Li Yanhong believes that the advantage of Baidu’s AI full-stack layout is that it can achieve end-to-end optimization in the four-layer architecture of the technology stack, greatly improving efficiency. Especially between the framework layer and the model layer, there is a strong synergy that can help build more efficient models and significantly reduce costs. In fact, the training and reasoning of very large-scale models have brought great challenges to the deep learning framework. For example, in order to support efficient distributed training of 100 billion parameter models, Baidu Flying Paddle has specially developed 4D hybrid parallel technology.
Globally, there are few companies with leading products at each layer of the four-tier architecture, which is Baidu’s very unique advantage. In the future, chips, frameworks, large models, and terminal application scenarios can form an efficient feedback loop to help the large model to continuously optimize and iterate, thereby upgrading the user experience.
Generative AI spawns new formats, Robin Li predicts three major industry opportunities
Since Baidu officially announced “Wenxin Yiyan” in February, more than 650 companies have announced access to the Wenxin Yiyan ecosystem. This means that many enterprises have understood that Wenxin Yiyan and generative AI represent a new technological paradigm that will affect every company.

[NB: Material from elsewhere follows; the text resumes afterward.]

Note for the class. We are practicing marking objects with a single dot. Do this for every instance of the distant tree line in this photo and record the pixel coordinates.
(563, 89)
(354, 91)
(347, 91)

The explosive demand growth in the AI market will unleash unprecedented and exponential business value. Li Yanhong predicted that the big language model will bring three major industrial opportunities.
The first category is a new cloud computing company whose mainstream business model has changed from IaaS to MaaS. Wenxin’s words will fundamentally change the rules of the game in the cloud computing industry. In the past, enterprises chose cloud vendors more based on basic cloud services such as computing power and storage. In the future, more will depend on whether the framework is good, whether the model is good or not, and the synergy among the four layers of model, framework, chip, and application.
The second category is companies that fine-tune industry models. This is the middle layer between the general large-scale model and enterprises. Based on their insights into the industry, they can invoke the capabilities of the general large-scale model to provide solutions for industry customers. In this regard, the Baidu Wenxin model has released more than 10 industry models in the fields of electricity, finance, and media.
The third category is companies that develop applications based on large model bases, that is, application service providers. Li Yanhong asserted that for most entrepreneurs and enterprises, the real opportunity is not to build basic models such as ChatGPT and Wenxin Yiyan from scratch, which is unrealistic and uneconomical. This may be the real opportunity to preemptively develop important application services based on a common large language model. At present, based on text generation, image generation, audio generation, video generation, digital human, 3D and other scenarios, many start-up star companies have emerged, and they may be the new giants in the future.
“We believe that AI will revolutionize every industry we have today. The long-term value of AI and the disruptive changes to all walks of life have just begun. In the future, there will be more killer applications and phenomenal products, and more milestone events will occur.” Li Yanhong said.